[gmx-users] Gromacs on an IBM Power8

Szilárd Páll pall.szilard at gmail.com
Fri Sep 30 18:56:13 CEST 2016


Hi,

Unless your Power8 Linux machine/kernel is configured differently from
the ones I've used, thread placement with -ntomp -pinstride is quite
straightforward. You can see the hardware thread to "CPU" index
mapping in the log file if you compile with hwloc, under the "Hardware
topology:" section.
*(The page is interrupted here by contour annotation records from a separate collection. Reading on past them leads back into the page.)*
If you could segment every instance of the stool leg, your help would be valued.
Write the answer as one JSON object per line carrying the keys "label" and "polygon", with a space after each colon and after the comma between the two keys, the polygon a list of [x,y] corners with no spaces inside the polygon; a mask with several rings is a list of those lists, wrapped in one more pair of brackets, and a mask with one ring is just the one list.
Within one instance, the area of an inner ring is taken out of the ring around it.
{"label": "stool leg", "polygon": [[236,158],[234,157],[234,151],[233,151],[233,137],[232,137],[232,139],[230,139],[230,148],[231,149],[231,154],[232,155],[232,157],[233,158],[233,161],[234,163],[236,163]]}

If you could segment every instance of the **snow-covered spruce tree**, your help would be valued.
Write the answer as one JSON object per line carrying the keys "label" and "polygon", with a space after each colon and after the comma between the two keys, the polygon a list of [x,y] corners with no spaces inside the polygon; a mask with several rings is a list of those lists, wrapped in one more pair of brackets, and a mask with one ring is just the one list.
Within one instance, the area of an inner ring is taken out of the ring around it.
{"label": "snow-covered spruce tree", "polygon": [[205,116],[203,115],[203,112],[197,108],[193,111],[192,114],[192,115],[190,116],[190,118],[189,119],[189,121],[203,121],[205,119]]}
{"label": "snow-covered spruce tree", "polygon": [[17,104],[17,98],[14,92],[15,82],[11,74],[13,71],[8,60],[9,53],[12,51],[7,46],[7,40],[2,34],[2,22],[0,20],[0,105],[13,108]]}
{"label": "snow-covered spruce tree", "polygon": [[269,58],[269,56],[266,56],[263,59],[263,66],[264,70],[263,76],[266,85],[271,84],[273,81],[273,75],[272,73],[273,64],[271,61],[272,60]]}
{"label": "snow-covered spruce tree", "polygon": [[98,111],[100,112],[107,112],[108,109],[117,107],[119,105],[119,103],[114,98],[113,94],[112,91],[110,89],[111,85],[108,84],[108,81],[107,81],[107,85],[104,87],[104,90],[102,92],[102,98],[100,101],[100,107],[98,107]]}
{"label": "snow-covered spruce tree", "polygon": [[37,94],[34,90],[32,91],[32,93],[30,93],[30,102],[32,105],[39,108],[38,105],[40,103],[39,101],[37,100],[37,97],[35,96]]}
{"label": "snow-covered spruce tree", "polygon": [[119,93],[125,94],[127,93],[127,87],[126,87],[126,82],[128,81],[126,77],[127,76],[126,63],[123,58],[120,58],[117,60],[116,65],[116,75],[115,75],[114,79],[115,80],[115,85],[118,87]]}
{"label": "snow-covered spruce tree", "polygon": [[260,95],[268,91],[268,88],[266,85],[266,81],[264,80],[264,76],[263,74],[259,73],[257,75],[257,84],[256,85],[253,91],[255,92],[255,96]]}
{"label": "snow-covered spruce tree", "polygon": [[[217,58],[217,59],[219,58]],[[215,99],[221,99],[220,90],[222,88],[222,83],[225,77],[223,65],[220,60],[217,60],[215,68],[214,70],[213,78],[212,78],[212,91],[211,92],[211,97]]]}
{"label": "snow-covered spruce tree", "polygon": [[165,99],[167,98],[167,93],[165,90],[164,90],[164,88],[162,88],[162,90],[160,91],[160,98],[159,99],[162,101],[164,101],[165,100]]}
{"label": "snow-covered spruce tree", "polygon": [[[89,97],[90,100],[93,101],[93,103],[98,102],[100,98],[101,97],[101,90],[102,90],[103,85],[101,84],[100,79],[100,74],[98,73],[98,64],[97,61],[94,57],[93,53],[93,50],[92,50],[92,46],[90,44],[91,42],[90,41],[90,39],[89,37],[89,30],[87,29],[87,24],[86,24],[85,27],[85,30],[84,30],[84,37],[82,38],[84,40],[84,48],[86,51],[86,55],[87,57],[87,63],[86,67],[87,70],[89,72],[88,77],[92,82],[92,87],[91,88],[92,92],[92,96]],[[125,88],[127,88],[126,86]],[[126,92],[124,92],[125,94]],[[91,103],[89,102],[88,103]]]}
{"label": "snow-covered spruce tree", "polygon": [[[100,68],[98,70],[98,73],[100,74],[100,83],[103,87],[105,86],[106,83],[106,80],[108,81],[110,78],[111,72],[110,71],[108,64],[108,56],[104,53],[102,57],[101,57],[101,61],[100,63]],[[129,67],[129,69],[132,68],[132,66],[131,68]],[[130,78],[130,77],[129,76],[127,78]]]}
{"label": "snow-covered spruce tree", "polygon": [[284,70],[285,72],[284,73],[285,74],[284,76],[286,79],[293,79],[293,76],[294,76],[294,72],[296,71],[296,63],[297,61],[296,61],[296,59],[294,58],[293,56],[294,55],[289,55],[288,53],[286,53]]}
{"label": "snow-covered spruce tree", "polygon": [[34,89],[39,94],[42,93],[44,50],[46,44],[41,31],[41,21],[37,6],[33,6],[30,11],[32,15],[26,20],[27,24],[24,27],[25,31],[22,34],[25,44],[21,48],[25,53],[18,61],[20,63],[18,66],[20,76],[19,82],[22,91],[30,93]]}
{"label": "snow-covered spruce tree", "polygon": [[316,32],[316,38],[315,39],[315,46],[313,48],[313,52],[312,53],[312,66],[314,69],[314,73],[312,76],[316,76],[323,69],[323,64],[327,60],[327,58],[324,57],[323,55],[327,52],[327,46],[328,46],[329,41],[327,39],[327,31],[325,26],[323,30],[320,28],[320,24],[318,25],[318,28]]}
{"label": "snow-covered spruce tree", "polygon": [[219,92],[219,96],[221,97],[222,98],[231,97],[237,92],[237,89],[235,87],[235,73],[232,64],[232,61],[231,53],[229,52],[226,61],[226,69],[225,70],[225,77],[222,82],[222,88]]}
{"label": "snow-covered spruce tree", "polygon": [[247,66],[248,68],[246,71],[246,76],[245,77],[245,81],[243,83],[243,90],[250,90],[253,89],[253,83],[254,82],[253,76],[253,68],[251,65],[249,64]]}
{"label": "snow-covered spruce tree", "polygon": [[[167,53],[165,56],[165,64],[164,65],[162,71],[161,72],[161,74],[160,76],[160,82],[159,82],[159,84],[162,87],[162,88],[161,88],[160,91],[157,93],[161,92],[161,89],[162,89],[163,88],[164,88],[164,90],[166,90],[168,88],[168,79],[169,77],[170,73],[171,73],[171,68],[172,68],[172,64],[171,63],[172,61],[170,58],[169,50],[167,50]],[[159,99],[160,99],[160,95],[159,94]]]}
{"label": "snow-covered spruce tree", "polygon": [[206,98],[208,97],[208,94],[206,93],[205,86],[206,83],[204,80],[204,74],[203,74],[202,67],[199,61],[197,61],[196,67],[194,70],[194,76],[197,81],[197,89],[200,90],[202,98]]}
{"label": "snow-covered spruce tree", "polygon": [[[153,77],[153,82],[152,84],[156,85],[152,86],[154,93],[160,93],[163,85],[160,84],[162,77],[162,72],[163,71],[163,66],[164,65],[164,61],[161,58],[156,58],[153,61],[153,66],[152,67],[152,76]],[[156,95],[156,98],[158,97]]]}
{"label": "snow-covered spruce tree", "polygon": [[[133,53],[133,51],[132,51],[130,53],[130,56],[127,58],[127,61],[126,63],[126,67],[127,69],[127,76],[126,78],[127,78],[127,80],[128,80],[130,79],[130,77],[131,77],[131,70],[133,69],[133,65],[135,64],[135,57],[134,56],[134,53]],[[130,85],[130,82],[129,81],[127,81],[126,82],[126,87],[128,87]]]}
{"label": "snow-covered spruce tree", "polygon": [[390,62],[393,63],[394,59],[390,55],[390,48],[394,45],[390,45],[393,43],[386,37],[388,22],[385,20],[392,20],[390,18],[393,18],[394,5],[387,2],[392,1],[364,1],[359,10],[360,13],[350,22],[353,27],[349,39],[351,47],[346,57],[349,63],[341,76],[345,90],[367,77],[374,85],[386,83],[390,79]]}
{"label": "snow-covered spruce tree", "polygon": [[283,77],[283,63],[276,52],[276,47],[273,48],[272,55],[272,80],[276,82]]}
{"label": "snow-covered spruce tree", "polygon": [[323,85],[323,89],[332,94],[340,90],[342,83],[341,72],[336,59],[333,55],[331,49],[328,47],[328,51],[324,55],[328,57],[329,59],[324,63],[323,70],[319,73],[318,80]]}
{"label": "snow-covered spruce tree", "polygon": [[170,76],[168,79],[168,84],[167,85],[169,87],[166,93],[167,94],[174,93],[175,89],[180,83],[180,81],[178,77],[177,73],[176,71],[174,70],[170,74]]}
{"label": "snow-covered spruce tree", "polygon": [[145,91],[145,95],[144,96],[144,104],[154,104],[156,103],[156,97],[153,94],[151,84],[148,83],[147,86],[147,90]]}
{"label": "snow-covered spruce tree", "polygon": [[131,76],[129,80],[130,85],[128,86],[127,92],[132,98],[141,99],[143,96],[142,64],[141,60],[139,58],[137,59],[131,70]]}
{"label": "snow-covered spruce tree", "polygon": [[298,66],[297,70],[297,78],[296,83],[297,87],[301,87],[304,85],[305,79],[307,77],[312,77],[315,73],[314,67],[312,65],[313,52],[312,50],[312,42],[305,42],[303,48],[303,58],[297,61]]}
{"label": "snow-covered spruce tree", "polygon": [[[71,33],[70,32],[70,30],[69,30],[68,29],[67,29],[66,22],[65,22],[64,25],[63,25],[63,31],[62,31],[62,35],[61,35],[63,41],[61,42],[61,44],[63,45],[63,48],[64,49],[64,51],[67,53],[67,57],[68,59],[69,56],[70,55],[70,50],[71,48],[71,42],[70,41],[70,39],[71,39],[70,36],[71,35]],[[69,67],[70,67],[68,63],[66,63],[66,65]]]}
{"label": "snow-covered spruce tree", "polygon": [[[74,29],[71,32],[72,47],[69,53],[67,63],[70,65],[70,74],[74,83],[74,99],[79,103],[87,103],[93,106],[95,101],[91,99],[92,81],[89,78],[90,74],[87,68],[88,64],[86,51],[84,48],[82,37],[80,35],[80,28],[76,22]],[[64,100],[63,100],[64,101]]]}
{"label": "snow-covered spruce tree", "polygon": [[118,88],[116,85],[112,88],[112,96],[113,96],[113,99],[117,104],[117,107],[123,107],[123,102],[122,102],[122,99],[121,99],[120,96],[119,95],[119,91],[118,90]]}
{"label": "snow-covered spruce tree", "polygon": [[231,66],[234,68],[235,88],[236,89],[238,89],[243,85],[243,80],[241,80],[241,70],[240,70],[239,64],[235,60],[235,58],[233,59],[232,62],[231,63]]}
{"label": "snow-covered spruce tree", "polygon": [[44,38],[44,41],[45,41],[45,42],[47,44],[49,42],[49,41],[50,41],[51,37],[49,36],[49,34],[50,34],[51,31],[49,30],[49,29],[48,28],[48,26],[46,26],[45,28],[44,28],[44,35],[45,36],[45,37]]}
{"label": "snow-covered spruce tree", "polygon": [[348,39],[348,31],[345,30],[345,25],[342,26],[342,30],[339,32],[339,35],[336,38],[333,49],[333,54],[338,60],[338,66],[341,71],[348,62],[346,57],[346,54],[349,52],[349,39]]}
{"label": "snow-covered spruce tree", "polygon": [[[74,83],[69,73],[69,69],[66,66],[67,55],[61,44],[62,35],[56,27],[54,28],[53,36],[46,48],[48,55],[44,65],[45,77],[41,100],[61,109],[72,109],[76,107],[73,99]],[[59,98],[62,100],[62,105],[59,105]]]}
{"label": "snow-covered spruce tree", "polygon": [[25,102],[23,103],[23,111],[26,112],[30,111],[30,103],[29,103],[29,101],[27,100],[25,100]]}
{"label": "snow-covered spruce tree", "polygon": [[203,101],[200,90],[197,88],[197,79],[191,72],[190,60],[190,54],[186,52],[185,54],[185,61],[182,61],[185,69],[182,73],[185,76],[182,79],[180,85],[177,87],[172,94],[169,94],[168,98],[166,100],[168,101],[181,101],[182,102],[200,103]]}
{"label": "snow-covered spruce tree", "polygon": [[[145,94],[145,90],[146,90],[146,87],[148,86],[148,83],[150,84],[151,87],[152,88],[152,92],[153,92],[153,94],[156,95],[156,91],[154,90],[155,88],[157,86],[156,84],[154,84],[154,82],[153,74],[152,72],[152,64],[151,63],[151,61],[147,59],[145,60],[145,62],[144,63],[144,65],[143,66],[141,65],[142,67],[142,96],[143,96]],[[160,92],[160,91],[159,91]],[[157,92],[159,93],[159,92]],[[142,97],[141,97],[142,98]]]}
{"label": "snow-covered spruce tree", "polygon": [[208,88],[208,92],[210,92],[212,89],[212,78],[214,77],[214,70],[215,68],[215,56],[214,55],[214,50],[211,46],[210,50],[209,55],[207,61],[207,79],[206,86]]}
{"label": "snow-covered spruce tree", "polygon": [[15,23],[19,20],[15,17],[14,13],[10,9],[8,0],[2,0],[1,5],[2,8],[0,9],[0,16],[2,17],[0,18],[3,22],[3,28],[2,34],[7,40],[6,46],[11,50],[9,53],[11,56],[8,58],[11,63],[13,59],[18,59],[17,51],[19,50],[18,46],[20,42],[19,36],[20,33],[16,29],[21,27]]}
So assuming you want to run on a single socket, to
place 1,2,4 or 8 threads per core use stride 8, 4, 2, 1, resp., i.e.:
gmx mdrun -ntmpi 1 -ntomp 12 -pinstride 8    # 1 th/core
gmx mdrun -ntmpi 1 -ntomp 24 -pinstride 4  # 2 th/core
gmx mdrun -ntmpi 1 -ntomp 48 -pinstride 2  # 4 th/core
[...]

I generally script this by computing the stride and thread count from
the #threads/core and total #hardware threads per socket / NUMA.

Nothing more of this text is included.